“Water, water everywhere, but not a drop to drink,” goes the famous line from the classic poem The Rime of the Ancient Mariner. And so it often goes with brand-related content. Marketers often produce massive volumes of content. And yet, in many cases, they are having a tough time quenching the thirst of their target audiences with their content marketing efforts.
By now, most companies have come to recognize the benefits of content marketing and have been aggressively stepping up their efforts to develop new content assets, including whitepapers, eBooks, webinars, infographics, case studies and buyers’ guides. In fact, according to preliminary research findings from the upcoming 2015 Benchmark Report on B2B Content Marketing and Lead Generation, more than half (52%) of marketers allocated a greater portion of their budgets to content marketing over the last 12 months compared to the previous 12 months. What’s more, more than one-quarter (26%) plan to more than double their spending on content marketing over the next 12 months.

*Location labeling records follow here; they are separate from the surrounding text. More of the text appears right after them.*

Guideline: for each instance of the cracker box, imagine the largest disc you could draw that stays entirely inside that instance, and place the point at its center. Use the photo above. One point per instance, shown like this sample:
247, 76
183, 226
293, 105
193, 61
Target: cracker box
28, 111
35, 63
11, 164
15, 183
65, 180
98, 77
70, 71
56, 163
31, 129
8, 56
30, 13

Companies “get found” not only by posting the content to their own company websites but also by distributing it through any number of third-party properties, including popular social networks like Facebook, Twitter, YouTube, LinkedIn — and even including, more recently, sites like Instagram, Snapchat and Vine. To drive engagement, the content needs to be highly relevant and compelling based on the differing wants, needs and objectives of prospects and customers. Indeed, these wants, needs and objectives can vary dramatically. A content asset that resonates with one target segment may fail to engage a different target audience. Generic, one-size-fits-all content generally fails to move the needle on marketing ROI.
The Role of Social Data
Unfortunately, content assets are typically developed in a vacuum. Marketers simply take their best guesses as to what specific topics they think will resonate most effectively with their different target audiences, and often based on whatever marketing messages the company hopes to disseminate. Their efforts are often a crap shoot and the results are often disastrous.
With advances in social listening and data analytics, companies now have the opportunity to gain real insights into what matters most to prospects. Marketers can understand, at a granular level, what information their target audiences may actually be seeking and, also, how best to present that information.
Social data can reveal how prospects are going about conducting their research. It can reveal what questions they’re asking and where they’re getting answers. It can even reveal what specific levers reside at the forefront of people’s purchase decisions and what factors are influencing those decisions.
Beyond informing content development activities for future programs, marketers can analyze social data to track and measure response to campaigns already in progress. They can understand what content is connecting with different intended audiences — as well as what content may be missing the mark. They can measure audience engagement – or lack thereof – against intended or expected behaviors. They can measure program uptake and even predict the likelihood of success in terms of triggering the desired calls-to- action, be it new website registrations, content downloads, social media shares and “likes” – or, more importantly, metrics like increased sales revenue.
Today, social listening and analytics can go a long way toward improving content marketing activities, systematically identifying emerging topics by narrowly-defined audiences and providing marketers with the insights from social data they need to drive effective content development. Integrated social publishing platforms can be used to not only promote content across a range of relevant sites, but also track results — to the point of integrating with sales force, call center and marketing automation systems. Only by taking full advantage of social data can marketers drive optimal results with their content marketing activities.